AFRIEND of mine has a fear of frying so serious that it keeps him out of the kitchen. He refuses to cook because he can't imagine anything more humiliating than greeting dinner guests with the thick smell of a burned roast and Jell-O that refused to jell in his refrigerator.
Because of it all, his cooking creativity is limited to varying degrees of scrambled eggs, and he prefers eating canned spaghetti and meatballs to fresh grilled swordfish.
All he really needs is a little class -- in southern Italian cooking. Once he learns to make a basic tomato sauce, he'll know the only thing he really needed to fear was improper use of a can opener.
You can be phobia-free and still learn something from the looks of this year's cooking-class list on Page E18. We've doubled the length and expanded the different categories for easier reference. There are classes for beginners, children, singles and doubles in everything from wine to wedding cakes to Yugoslavian cooking.
When possible, we have included the course title, time, date, area located, telephone number and fee. There is not enough space to list every detail, so telephone inquiries are necessary. This is the only extensive guide to cooking classes The Washington Post will publish in 1981-82, so those who think they're interested in attending a class in the winter or spring should cut out this list and save it.

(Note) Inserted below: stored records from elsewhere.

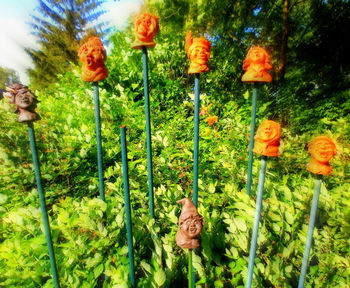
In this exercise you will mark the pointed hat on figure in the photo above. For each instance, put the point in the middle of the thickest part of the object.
(190, 226)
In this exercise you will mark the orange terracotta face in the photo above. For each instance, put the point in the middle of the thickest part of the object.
(198, 51)
(190, 225)
(146, 27)
(257, 63)
(322, 149)
(93, 56)
(267, 138)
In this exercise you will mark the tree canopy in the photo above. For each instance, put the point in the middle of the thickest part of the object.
(59, 27)
(7, 77)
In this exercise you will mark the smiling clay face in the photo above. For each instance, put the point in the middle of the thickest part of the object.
(93, 56)
(191, 225)
(24, 100)
(324, 152)
(256, 65)
(322, 149)
(267, 138)
(145, 28)
(256, 56)
(198, 52)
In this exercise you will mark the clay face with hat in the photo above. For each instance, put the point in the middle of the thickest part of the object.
(25, 102)
(190, 226)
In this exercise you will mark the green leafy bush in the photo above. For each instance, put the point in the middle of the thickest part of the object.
(89, 235)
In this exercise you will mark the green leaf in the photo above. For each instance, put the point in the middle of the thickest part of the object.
(98, 270)
(160, 277)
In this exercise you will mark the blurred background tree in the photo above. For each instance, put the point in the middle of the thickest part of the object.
(59, 26)
(7, 77)
(305, 39)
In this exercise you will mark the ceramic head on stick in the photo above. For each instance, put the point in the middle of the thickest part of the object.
(25, 102)
(198, 52)
(145, 28)
(190, 226)
(322, 150)
(256, 65)
(267, 139)
(93, 56)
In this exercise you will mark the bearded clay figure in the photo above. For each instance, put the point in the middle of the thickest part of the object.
(25, 102)
(322, 149)
(267, 138)
(146, 27)
(190, 226)
(93, 56)
(198, 51)
(256, 65)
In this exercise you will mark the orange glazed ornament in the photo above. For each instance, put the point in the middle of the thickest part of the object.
(146, 27)
(93, 56)
(256, 65)
(190, 226)
(322, 149)
(198, 51)
(267, 138)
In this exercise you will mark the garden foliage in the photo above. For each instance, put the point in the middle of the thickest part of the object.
(89, 235)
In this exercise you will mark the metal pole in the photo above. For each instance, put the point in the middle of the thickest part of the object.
(310, 230)
(98, 140)
(43, 204)
(148, 131)
(127, 205)
(251, 143)
(189, 268)
(258, 206)
(196, 139)
(195, 153)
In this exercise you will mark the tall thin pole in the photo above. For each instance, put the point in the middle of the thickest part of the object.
(43, 204)
(251, 143)
(98, 140)
(258, 207)
(195, 154)
(310, 230)
(196, 139)
(190, 268)
(148, 131)
(127, 205)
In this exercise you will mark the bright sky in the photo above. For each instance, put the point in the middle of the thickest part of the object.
(15, 32)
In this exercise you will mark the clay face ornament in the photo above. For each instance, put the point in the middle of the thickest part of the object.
(146, 27)
(93, 56)
(267, 138)
(190, 226)
(25, 102)
(322, 150)
(256, 65)
(198, 51)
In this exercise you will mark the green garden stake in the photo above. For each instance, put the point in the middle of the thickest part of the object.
(251, 142)
(195, 155)
(198, 52)
(190, 268)
(196, 139)
(148, 132)
(256, 65)
(127, 205)
(310, 231)
(25, 102)
(145, 28)
(98, 141)
(93, 55)
(258, 206)
(322, 149)
(43, 204)
(266, 144)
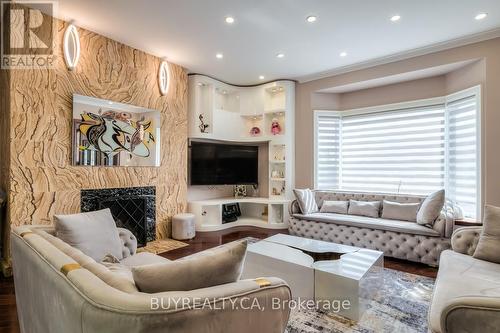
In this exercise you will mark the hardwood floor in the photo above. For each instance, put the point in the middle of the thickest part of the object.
(8, 312)
(202, 241)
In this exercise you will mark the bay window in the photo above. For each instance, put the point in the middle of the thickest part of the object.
(413, 148)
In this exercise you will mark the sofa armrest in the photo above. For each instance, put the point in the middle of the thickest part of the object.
(471, 314)
(294, 207)
(129, 242)
(464, 240)
(444, 224)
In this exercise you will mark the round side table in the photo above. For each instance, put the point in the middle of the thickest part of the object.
(183, 226)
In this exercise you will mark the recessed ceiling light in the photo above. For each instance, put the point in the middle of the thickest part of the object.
(311, 18)
(395, 18)
(481, 16)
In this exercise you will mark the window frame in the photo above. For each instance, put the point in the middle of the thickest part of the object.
(475, 90)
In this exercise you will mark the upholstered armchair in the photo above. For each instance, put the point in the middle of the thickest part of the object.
(467, 291)
(59, 289)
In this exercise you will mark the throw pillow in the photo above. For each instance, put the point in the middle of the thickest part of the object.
(306, 200)
(400, 211)
(339, 207)
(364, 208)
(93, 233)
(489, 240)
(223, 265)
(431, 208)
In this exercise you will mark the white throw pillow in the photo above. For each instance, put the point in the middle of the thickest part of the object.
(306, 200)
(93, 233)
(400, 211)
(364, 208)
(431, 208)
(489, 241)
(219, 266)
(338, 207)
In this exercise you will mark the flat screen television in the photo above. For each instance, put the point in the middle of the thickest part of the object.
(223, 164)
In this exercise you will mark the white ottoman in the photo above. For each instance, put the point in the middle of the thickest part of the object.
(183, 226)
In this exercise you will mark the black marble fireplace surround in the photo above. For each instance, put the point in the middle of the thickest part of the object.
(133, 208)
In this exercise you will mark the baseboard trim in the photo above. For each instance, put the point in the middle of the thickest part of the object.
(6, 267)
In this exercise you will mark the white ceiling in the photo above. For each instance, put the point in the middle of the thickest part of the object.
(398, 78)
(191, 32)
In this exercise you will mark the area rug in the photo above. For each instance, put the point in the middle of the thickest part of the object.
(400, 305)
(162, 245)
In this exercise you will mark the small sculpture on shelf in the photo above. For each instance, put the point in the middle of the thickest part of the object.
(277, 174)
(276, 191)
(275, 127)
(240, 191)
(203, 127)
(255, 131)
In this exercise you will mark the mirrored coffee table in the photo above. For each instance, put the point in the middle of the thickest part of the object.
(340, 276)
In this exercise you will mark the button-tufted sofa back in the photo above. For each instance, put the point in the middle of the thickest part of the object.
(322, 195)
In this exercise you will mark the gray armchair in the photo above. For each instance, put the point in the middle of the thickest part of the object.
(58, 289)
(467, 292)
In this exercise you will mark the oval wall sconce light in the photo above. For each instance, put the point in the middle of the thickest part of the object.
(164, 77)
(71, 46)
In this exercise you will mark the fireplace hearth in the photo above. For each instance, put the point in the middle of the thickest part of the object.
(133, 208)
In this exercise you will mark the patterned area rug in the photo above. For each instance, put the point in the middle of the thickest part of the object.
(400, 305)
(162, 245)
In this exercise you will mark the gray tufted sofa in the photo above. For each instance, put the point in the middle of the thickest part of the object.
(466, 295)
(398, 239)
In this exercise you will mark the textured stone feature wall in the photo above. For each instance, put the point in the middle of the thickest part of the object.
(42, 181)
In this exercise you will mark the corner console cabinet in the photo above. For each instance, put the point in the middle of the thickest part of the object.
(263, 115)
(259, 212)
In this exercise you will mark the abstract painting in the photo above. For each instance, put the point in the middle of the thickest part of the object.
(107, 133)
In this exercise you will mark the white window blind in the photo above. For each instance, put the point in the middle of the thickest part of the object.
(411, 150)
(400, 151)
(327, 131)
(463, 154)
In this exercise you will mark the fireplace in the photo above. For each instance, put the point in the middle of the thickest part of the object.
(133, 208)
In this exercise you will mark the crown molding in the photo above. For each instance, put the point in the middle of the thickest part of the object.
(441, 46)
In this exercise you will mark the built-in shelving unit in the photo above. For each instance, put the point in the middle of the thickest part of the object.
(258, 114)
(261, 212)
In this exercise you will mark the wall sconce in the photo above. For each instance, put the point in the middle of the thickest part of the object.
(164, 77)
(71, 46)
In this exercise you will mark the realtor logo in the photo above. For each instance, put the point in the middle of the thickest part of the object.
(27, 34)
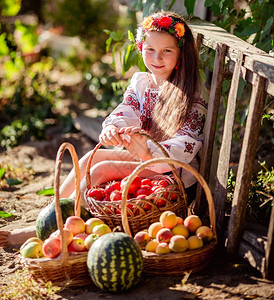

The information printed here was provided by the teachers. Due to the large number of schools and classes, the Food section has not been able to visit them all and, therefore, offers no recommendations. When the information was available, we have indicated the number of years a teacher has given the class.
Interpreters are provided by Gallaudet College for groups of three or more deaf persons interested in taking a class. Call (202) 651-5597 for more information.
Readers interested in attending cooking schools outside the Washington area are advised to write the Washington-based Association of Cooking Schools, 1001 Connecticut Ave. NW, Washington, D.C. 20036. Be sure to specify the region of interest and include a self-addressed, stamped envelope. The Association has more than 400 member schools across the country.